If you have an account with noname for $3,000k and noname has 12 accounts with localcorp1-localcorp12 each of $250k -- and noname goes poof, what happens?

I think, according to the preSVB rules, you get $250k from FDIC and then get a very strong claim to $2,750k from the rest of noname's assets (if no BigBank steps in to buy the part of noname you're connected to).

https://www.fdic.gov/consumers/banking/facts/priority.html

You'll (probably) get your money back, but after how much time?

2 comments

When I look at acc statement it shows a list of completely different banks each with <250K. If our bank goes bust I presume we get our first 250K that are sitting in the bank itself as soon as FDIC takes over which is enough for operations and will need to contact other banks for our money. It's more like a brokerage account than a regular deposit.
I'd give those other banks a call and ask.

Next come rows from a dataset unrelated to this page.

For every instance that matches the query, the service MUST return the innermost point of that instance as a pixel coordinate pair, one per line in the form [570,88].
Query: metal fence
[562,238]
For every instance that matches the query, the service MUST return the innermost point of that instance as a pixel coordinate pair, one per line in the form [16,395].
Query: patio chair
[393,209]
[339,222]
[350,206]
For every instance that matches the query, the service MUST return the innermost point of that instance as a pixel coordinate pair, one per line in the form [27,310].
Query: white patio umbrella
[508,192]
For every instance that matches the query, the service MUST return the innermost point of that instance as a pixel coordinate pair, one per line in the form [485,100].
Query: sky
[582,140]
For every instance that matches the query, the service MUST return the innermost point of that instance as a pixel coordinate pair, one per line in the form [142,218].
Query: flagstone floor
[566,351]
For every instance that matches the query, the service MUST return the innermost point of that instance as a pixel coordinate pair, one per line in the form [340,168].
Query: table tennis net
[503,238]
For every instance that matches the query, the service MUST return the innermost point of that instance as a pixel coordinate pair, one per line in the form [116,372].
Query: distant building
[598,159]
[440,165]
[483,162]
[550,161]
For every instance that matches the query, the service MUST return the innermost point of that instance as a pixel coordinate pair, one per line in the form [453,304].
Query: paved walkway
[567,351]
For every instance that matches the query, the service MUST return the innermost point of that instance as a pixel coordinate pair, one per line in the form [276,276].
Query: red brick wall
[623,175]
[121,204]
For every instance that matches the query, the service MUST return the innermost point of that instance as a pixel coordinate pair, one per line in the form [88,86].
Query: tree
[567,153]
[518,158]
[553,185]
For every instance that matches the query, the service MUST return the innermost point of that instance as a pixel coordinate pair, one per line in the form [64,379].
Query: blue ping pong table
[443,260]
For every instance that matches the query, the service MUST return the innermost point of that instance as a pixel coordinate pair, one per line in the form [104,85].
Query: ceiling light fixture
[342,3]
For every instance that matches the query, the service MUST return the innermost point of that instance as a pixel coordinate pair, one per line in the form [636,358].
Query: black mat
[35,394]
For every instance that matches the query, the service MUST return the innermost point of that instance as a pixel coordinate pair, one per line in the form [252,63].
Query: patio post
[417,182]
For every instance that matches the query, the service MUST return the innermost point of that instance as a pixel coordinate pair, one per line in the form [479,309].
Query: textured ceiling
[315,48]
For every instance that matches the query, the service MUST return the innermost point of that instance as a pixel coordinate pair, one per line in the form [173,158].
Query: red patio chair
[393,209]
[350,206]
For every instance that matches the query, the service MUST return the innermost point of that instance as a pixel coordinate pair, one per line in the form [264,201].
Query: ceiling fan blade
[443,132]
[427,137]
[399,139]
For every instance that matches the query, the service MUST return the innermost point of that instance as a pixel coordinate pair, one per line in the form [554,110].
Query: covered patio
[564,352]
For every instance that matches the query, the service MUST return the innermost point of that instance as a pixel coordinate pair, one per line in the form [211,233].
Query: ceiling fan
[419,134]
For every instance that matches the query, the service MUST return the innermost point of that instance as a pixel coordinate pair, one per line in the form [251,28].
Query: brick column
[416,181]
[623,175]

Also, per FDIC rules, the 250k is per party attached to the account, so at least for a married couple it seems to be $500k per account.

But hey, I'm sure it'll all be fine and we won't need to worry about the fine print.

> Also, per FDIC rules, the 250k is per party attached to the account, so at least for a married couple it seems to be $500k per account.

Its per owner per account class, but what constitutes an owner varies by account class, and, IIRC, many class by definition have a single owner.

But, yeah, you can double your coverage in simple directly-owned accounts as a married couple by splitting funds between maxed out single accounts ($250K) for each party and a maxed out joint account ($500K) for a total of $1M in coverage, because single and joint accounts are separate categories.

Brokered deposits are insured in the depositor (not brokers) name. If they still happen to be over the $250K limit, they are historically the least likely accounts to get full value back in a failure, but as long as there is less than the insurance limit per bank, they are fully covered.